El grupo operó el lunes en su zona habitual. Según constató El Observador, al mediodía estuvieron instalados sobre la vereda de 18 de Julio entre Eduardo Acevedo y Tristán Narvaja, en el mismo punto que informara El Observador. A las 14 horas se trasladaron una cuadra hacia el Obelisco y se ubicaron a dos metros de la puerta del Instituto Nacional de la Juventud (INJU). Ese es otro de los puntos frecuentes de los mosqueteros. Sobre las 16 horas el juego continuaba instalado en ese lugar.

“El impedimento nuestro está en la posibilidad real de engancharlos cuando están haciendo todas las cosas”, afirmó Rondan. La mosqueta consiste en esconder una pelota dentro de uno de tres vasos, que son presentados al jugador arriba de un paño. Una persona, ubicada detrás de dos caballetes de madera que sostiene una tabla, mueve los recipientes. Al finalizar, el apostador debe decir dónde está el objeto. Si la persona acierta se le paga el doble de lo que apostó.

Alrededor de la persona que movía los vasos hubo en un momento nueve personas. Transeúntes que pasaban por el lugar se detenían por curiosidad. Algunos apostaban. Otros continuaban su camino. Sin embargo, dos mujeres y dos hombres permanecieron rodeando la mesa de forma permanente. Esas personas operaran como cómplices y buscan atraer a las personas que pasan, para que se acerquen al juego. Por momentos las mujeres estuvieron acompañadas de niños. Además, un joven de remera rayada controlaba los movimientos de la avenida desde el cordón de la vereda, con el objetivo de anticipar la llegada de la Policía a la zona.

La naturaleza del juego y el accionar de sus ejecutores, que operan en base al engaño, lleva a que los apostadores nunca ganen. Las comisarías de la zona reciben 15 denuncias de robo al mes, por situaciones generadas en el entorno del juego de la mosqueta, informaron a El Observador fuentes policiales.

15 denuncias.
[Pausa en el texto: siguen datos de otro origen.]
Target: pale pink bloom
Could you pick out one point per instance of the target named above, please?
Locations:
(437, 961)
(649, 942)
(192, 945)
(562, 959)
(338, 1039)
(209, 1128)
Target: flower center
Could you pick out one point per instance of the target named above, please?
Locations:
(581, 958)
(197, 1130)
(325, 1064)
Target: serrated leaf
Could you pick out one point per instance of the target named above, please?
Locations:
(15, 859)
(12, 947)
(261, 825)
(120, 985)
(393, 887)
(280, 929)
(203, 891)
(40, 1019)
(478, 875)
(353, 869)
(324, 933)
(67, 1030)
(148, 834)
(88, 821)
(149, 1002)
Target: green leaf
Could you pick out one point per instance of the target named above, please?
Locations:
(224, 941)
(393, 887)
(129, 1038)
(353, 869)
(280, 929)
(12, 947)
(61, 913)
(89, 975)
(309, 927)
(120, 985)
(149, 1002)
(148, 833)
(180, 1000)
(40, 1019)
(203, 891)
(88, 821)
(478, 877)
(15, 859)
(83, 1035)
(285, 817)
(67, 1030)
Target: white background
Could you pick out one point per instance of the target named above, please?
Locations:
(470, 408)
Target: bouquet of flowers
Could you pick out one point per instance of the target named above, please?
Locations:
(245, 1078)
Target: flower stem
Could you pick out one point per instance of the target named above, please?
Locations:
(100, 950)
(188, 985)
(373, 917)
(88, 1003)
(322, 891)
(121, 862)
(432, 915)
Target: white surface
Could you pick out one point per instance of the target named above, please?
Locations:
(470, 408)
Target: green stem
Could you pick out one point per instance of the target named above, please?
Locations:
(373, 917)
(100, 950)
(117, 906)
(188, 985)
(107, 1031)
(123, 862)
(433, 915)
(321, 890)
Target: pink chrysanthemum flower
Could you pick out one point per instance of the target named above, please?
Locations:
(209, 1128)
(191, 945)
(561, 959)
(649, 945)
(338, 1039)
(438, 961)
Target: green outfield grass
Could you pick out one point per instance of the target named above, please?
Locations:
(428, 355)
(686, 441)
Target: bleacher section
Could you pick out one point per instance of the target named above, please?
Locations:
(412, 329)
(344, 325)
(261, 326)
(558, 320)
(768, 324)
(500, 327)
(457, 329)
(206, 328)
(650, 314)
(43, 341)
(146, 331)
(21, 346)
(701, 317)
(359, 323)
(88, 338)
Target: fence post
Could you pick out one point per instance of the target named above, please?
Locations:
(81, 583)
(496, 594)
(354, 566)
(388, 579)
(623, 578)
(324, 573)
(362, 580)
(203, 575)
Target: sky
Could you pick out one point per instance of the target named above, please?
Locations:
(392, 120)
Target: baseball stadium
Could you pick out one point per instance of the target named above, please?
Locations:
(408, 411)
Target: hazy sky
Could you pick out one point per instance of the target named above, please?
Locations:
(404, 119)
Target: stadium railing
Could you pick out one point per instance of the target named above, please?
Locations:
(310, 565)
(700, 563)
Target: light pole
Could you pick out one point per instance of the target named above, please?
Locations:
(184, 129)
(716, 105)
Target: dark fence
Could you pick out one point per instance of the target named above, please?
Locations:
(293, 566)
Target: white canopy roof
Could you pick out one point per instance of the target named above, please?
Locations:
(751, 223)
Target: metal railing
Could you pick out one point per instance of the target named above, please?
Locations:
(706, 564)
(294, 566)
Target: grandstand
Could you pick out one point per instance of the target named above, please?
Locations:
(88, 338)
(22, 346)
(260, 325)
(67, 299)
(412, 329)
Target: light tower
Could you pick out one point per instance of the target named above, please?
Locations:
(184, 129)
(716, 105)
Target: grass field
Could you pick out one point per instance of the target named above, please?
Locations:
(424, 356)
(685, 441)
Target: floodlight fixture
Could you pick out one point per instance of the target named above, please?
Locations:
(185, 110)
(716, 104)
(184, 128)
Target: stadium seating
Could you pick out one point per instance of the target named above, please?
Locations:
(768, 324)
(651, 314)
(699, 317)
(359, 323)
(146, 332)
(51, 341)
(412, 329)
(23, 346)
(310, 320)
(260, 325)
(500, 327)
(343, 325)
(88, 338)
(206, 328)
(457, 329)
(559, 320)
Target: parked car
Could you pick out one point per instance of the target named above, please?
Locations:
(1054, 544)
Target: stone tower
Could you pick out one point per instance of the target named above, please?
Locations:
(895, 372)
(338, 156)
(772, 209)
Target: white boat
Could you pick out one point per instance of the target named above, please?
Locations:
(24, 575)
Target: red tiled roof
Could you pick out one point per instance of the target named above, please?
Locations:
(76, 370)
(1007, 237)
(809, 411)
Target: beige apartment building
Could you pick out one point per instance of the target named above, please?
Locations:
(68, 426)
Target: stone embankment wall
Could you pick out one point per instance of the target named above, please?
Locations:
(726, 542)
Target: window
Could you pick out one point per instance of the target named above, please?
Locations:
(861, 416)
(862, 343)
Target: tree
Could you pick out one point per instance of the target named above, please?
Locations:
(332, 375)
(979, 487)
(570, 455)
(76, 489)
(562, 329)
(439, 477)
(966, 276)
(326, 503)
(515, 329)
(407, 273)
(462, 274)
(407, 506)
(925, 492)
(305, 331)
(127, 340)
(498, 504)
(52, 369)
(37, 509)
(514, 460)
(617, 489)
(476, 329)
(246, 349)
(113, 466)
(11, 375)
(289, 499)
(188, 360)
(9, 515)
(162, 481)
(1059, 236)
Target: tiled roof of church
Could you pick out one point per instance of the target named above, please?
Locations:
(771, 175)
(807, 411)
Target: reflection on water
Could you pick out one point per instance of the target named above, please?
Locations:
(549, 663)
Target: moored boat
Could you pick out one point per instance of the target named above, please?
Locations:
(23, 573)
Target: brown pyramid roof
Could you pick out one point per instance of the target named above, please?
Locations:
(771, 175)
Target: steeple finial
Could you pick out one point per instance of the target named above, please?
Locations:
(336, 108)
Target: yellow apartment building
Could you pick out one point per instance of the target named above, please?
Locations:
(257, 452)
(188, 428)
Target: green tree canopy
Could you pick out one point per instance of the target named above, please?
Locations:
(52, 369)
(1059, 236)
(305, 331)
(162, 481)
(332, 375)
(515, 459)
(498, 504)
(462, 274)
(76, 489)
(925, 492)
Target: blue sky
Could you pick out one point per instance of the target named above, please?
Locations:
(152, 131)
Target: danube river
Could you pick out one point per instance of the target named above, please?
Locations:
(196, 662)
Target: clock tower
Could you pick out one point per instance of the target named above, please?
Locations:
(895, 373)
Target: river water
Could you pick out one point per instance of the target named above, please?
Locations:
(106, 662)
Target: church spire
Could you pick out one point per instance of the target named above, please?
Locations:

Por mes son 15 la cantidad de denuncias por robos ocurridos en el entorno del juego de la mosqueta  que reciben las comisarías de la zona céntrica de Montevideo.

El descarte
El grupo utiliza una persona –ubicada en un punto distante de 18 de Julio al que acciona la banda– para entregarle el dinero que “hacen” los mosqueteros reunidos en torno al paño y los tres vasos, afirmó Rondán. Esta forma delictiva, conocida en la jerga policial como “descarte”, impide a la Policía para detener un sospechoso, ya que no tiene dinero en su poder.

La Intendencia Municipal de Montevideo (IMM) reconoce la “conducta delictiva” y la “estafa” que realizan las personas que organizan el juego clandestino en la vía pública, dijo a El Observador el secretario general de la comuna, Ricardo Prato. Además dijo que el gobierno departamental “apuesta” a que las cámaras de seguridad instaladas sobre 18 de Julio detecten las situaciones.

El secretario general de la IMM sostuvo que la disuasión del grupo es responsabilidad de la Policía. Los fiscalizadores municipales recorren 18 de Julio a diario, acompañados de Policías. Los funcionarios controlan los puestos callejeros y decomisan la mercadería a los comerciantes que no tienen permisos. 

Sobre las 16.30 horas dl lunes, El Observdor identificó inspectores municipales y policías fiscalizando vendedores callejeros en 18 de julio entre Gaboto y Magallanes. Mientras, en la puerta del INJU, a dos cuadras del lugar, el juego de la mosqueta atraía público y dominaba la escena del lugar.